Prononciation : ba-sti-ll', ll mouillées, et non ba-stiye
Nature : s. f.

1Dans l'art militaire féodal, ouvrages élevés à l'effet d'assiéger ou de fortifier une place. 2Château fort construit à Paris sous Charles V et Charles VI, et démoli par le peuple en 1789. La Bastille servait de prison d'État. Voltaire fut mis à la Bastille. Fig. Il ne branle non plus que la bastille, se dit de celui qui ne bouge pas, bien qu'on l'appelle, et aussi de celui qui est ferme et inébranlable. Par extension, toute espèce de prison.
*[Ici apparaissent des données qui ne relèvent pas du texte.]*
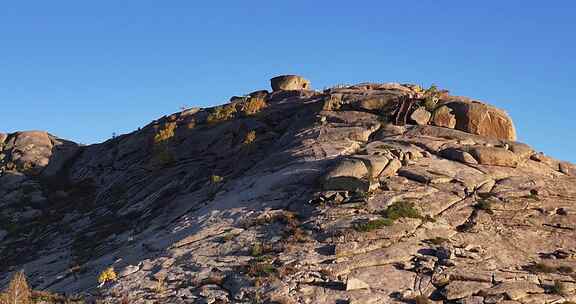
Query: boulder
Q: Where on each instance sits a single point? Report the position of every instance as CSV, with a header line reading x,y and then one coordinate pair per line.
x,y
458,155
348,175
391,168
443,117
494,156
354,283
568,168
378,103
289,82
523,151
374,163
550,162
462,289
3,137
420,116
514,290
28,151
482,119
259,94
Ô sainte égalité ! dissipe nos ténèbres, Renverse les verrous, les bastilles funèbres , A. CHÉNIER , 240
Dans une de nos cent bastilles Lorsque ma muse emménagea , BÉRANG. , Amitié.
XVe s.
L'an 1408 fut mis le siege à Orleans par le comte de Sallebery, et y mist les bastilles du costé de la Beausse , A. CHARTIER , Hist. de Charles VII, p. 64
Paravant la bastille ou siege mis, ung an a, devant la place de Chalès occuppée par les Anglois , DU CANGE , bastillus.
Bas-lat. bastile, bastillus, de bastire (voy. BÂTIR).